Schematic representation of different antimicrobial resistance encoding genes and their physical association with mobile genetic elements. Genomes of four XDR isolates were scanned to identify the link between resistance genes and mobile element proteins. Description of the resistance genes is provided in the legend of Fig. 5. HP = Hypothetical protein, chrA = Chromate transport protein, padR = Phenolic acid decarboxylase-regulator, MEP = Mobile element protein, OMP = Outer membrane protein, tra = transfer protein, sulA = Sulfonamide resistance gene, DHPS = Dihydropteroate synthase, IstB = Transposon NTP-binding protein, intI = Integrase, TnpA = Transposase, IS = Insertion sequence.

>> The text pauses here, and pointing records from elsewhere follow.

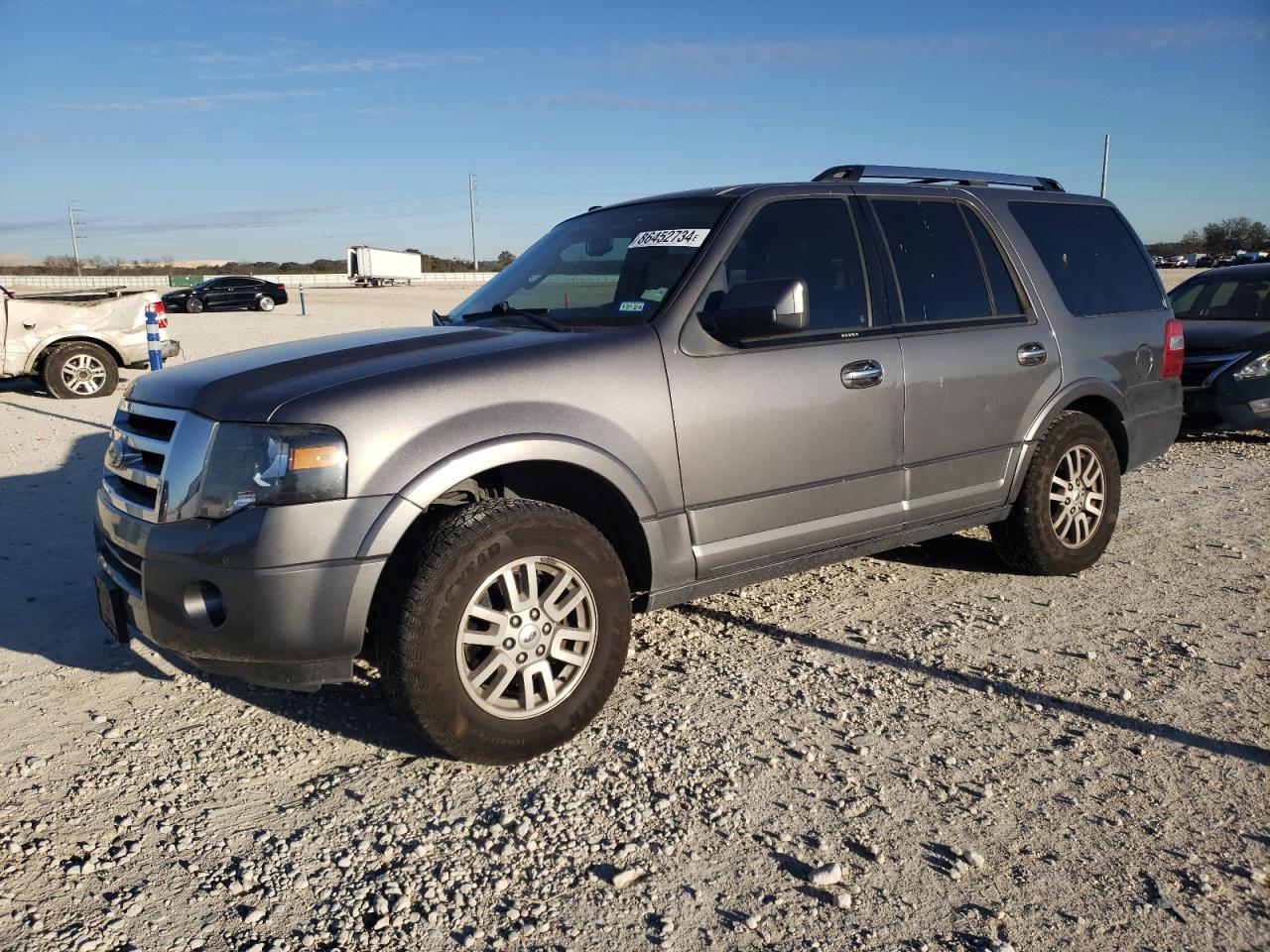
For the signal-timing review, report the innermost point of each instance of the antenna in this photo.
(471, 208)
(1106, 155)
(70, 211)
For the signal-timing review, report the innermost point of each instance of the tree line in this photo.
(1216, 239)
(98, 264)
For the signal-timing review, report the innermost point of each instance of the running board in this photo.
(815, 560)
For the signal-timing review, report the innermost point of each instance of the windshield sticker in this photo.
(674, 238)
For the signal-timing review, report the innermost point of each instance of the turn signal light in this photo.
(317, 457)
(1175, 347)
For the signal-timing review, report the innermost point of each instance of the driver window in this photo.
(812, 239)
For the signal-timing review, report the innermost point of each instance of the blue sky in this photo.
(290, 128)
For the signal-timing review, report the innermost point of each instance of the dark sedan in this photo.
(1225, 376)
(227, 294)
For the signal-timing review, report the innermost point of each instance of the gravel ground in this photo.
(919, 751)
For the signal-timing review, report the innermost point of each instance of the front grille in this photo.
(121, 565)
(141, 442)
(1201, 368)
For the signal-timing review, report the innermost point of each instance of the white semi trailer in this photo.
(372, 267)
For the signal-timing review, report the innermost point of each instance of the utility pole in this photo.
(471, 208)
(1106, 155)
(70, 211)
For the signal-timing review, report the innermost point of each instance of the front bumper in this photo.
(245, 595)
(1227, 405)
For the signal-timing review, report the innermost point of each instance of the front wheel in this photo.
(1067, 508)
(503, 633)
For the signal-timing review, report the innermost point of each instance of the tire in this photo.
(470, 680)
(79, 371)
(1061, 526)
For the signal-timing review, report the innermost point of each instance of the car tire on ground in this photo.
(1067, 508)
(80, 370)
(503, 630)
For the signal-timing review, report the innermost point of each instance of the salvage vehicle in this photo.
(659, 400)
(227, 294)
(1225, 372)
(76, 341)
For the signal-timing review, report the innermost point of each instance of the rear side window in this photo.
(1091, 255)
(944, 273)
(812, 239)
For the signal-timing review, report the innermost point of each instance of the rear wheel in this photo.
(1067, 508)
(80, 370)
(504, 631)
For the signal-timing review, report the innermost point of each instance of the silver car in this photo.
(659, 400)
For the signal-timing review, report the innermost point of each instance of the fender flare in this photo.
(70, 336)
(425, 489)
(1065, 398)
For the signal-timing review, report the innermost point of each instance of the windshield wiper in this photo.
(506, 309)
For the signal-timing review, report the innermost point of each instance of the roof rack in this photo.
(935, 177)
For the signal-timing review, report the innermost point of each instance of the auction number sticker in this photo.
(671, 238)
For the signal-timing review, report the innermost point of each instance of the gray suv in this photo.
(659, 400)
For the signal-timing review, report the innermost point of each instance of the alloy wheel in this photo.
(1076, 497)
(526, 638)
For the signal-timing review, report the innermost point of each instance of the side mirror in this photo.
(758, 308)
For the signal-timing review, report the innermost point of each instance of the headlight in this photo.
(253, 463)
(1256, 368)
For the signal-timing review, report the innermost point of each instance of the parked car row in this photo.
(1198, 261)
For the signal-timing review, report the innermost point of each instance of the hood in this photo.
(253, 385)
(1223, 335)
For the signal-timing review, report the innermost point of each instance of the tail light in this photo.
(1175, 347)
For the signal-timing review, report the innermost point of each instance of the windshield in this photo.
(1223, 299)
(608, 268)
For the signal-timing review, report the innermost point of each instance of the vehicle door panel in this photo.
(966, 322)
(778, 456)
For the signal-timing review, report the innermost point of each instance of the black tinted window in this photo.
(1003, 294)
(937, 266)
(1230, 299)
(811, 239)
(1091, 255)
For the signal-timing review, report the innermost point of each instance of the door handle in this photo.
(1032, 354)
(861, 373)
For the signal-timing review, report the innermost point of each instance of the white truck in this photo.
(372, 267)
(75, 343)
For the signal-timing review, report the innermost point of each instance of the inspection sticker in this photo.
(672, 238)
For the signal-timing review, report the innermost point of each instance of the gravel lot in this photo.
(919, 751)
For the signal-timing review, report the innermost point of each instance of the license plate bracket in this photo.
(111, 604)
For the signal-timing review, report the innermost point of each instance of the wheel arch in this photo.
(41, 353)
(1095, 398)
(562, 471)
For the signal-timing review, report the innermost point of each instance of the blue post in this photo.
(153, 336)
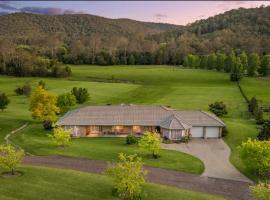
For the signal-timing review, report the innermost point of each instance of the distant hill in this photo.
(27, 25)
(244, 29)
(92, 39)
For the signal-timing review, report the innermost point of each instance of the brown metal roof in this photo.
(174, 122)
(136, 115)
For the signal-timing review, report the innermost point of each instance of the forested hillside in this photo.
(27, 41)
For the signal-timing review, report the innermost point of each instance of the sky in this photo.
(174, 12)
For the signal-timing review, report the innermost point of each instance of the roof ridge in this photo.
(180, 120)
(213, 117)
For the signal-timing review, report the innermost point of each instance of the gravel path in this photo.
(230, 189)
(215, 154)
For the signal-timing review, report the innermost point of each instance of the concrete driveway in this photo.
(215, 155)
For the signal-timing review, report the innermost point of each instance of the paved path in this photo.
(215, 155)
(230, 189)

The genetic elements that are physically linked with the resistance genes capable of transferring resistance traits to a susceptible host through horizontal gene transfer. To confirm the mobility of the resistance genes, we used naturally competent V. cholerae cells SB8 (Supl. Info. S1; Supl. Figure 2) and incubated the strain with the genomic DNA of XDR P. stuartii. We observed efficient dissemination of sh ble and bla NDM alleles (1.3 × 102 CFU/μg DNA) to the susceptible host SB8 after overnight incubation in chemically defined growth medium (Supl. Info. S1).

Discussion

Infectious diarrhea is one of the major public health burdens in low and middle-income countries20. Bacterial pathogens, more precisely Gram-negative Proteobacteria, account for the most severe forms of infectious diarrhea including cholera, shigellosis, dysentery and other forms of gastroenteritis. The usual therapeutic approaches to treat diarrheal patients are rehydration and antibiotic treatment21. Most of the clinically used antibiotics interfere with cell-wall biosynthesis, DNA replication, transcription, protein synthesis or folate metabolism9. Although many of these antibiotics have been used to treat gastroenteritis, in several cases, antimicrobial therapy increases the incidence and duration of intestinal carriage of the pathogens. Recent findings on AMR resistance revealed that resistances to frontline antimicrobials among enteric pathogens are very common and the resistance can spread from multiple sources through a number of pathogenic or commensal microbes by horizontal gene transfer5,22. Analysis of the genome sequences of clinical isolates and microbial consortia (metagenomics) led to interesting findings on resistance traits and genetic elements carrying resistance-encoding functions. In enteric bacteria most of the resistance traits are physically linked with autonomously replicating or integrative MGEs and could efficiently transfer to the bacteria that are not in parent-offspring relation7.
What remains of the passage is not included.